One solution I haven’t seen recommended much is to have a Claude instruction/skill that explicitly audits the diff of every upgrade, and force this manual audit as part of your upgrade workflow. This seems like it would work pretty reliably.
This is what many AI supply-chain security startups (like the one that posted the article) are already doing with all NPM packages, so save yourself the Claude tokens. All of these compromises were detected within minutes, but it takes some time (<1 hour) for NPM to unpublish all of the affected packages.
Sorry for my ignorance, but then couldn't we build this into NPM itself? So before a package is publicly available it would be quaranteened and checked.

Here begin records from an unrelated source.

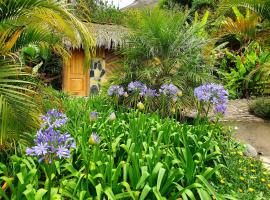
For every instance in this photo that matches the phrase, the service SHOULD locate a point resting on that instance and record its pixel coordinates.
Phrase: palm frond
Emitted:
(17, 110)
(261, 7)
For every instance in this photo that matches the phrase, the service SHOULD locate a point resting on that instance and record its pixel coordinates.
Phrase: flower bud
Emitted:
(179, 93)
(112, 116)
(94, 139)
(93, 116)
(140, 106)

Super dumb question as someone who has been using some form of AI for dev since 2023:
How does having an AI audit external code help? Can they not be prompt injected to ignore a malicious change?
I guess I am sort of concerned that they are a pretty thin layer and even if you put "DO NOT ALLOW PROMPT INJECTION", it's a bit like saying "make no mistakes". There _is_ a priority between `system` and `user` level messages as I had recalled, so a specifically made tool that has its own system prompt should prevent injection while asking Claude CLI could still allow for prompt injection.
There are prompt guard classifiers that can detect prompt injections, but they are not perfect (false positives, obfuscation) and should be only a part of the defense.
The concern is real and unsolved. I think security researchers have an advantage here because they still can fall back to manual audits if their automated analysis (or scores thereof) is off.